Ils avaient pour Commandant qui commande, Francesco SCHETTINO, le meilleur pilote de la flotte COSTA Croisière, né à Naples dans une famille de marins, un homme qui a choisi son épouse dans une autre famille de marins, mais ils ne le savaient pas.
Ils avaient pour le seconder dans sa tâche les meilleurs Officiers du monde, ceux qui naissent en Italie dans la péninsule sorrentine avec de l’eau salée dans les veines à la place de sang mais ils ne les voyaient pas.

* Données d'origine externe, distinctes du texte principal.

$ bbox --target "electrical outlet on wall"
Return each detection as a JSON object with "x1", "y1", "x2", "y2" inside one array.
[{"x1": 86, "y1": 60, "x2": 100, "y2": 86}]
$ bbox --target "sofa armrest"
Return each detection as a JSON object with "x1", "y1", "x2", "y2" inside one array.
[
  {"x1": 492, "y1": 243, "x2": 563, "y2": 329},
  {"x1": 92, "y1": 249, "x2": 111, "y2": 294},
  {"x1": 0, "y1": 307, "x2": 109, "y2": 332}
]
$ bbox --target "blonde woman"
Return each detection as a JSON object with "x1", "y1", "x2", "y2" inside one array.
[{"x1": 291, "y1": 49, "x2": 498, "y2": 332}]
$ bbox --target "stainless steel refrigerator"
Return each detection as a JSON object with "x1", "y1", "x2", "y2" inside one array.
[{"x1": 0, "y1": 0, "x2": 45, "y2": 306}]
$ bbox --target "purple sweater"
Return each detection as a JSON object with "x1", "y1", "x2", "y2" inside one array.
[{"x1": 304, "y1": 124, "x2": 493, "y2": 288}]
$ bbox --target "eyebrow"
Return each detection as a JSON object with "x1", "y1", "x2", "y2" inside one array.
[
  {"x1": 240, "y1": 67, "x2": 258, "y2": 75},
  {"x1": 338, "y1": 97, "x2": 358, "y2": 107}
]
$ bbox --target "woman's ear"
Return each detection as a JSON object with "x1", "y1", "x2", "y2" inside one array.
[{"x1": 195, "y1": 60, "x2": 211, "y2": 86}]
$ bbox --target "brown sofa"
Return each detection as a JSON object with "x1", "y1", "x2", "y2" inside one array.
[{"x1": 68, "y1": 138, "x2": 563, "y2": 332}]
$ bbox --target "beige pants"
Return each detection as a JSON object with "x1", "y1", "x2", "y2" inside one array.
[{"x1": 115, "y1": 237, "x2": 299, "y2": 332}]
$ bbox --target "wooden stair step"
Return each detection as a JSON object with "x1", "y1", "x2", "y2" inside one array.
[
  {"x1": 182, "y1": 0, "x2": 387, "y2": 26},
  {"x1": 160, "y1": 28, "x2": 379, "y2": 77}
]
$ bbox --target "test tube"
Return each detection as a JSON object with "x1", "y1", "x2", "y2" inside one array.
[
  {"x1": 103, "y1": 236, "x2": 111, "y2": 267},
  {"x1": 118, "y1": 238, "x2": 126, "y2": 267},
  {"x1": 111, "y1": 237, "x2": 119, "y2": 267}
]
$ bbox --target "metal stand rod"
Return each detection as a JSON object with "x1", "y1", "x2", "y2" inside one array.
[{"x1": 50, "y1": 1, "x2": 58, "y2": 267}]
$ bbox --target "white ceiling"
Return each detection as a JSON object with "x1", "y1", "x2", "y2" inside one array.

Ils étaient encadrés, presque maternés par les membres d’un équipage formé après sélection dans les écoles de COSTA Croisière, et ils ne savaient pas que sur un bateau tout le personnel est marin d’abord, avant d’être serveur, musicien, hôtesse ou photographe.
Ils étaient à 13 mètres de la côte de l’ile du GIGLIO, à 300 mètres du port le plus proche. Le Commandant qui commande avait déjà appelé ils ne le savaient.
On ne le leur avait pas dit.
On n’avait plus rien pu leur dire depuis que le micro de la passerelle et les haut-parleurs qui auraient pu transmettre les paroles qu’ils avaient besoin d’entendre n’étaient plus alimentés en électricité. Les Officiers étaient trop peu nombreux pour pouvoir être partout à la fois. La peur jaillissait par endroits des corps frigorifiés, ils avaient attendu si longtemps ! dans le noir, sur un plancher mouvant qui était incliné, qui s’inclinait de plus en plus, par saccades.
Et toujours ce silence sur ce qui se passait. Alors, par endroits, pas partout, la panique les a par moments submergés avec son cortège de cris, d’actes irréfléchis, complètement irraisonnés, jusqu’à en être indéfendables. Chacun pensait qu’il allait mourir. Sur le mastodonte, là-haut, dans la passerelle, le Commandant qui commande avait demandé désespérément qu’on l’aide à sauver son bateau avec ses passagers, aussi proches dans son esprit que les familles qui savaient in-live qu’il y avait eu quelque chose de grave pouvaient l’être alors de ceux qui étaient à bord. Le remorqueur n’est pas venu.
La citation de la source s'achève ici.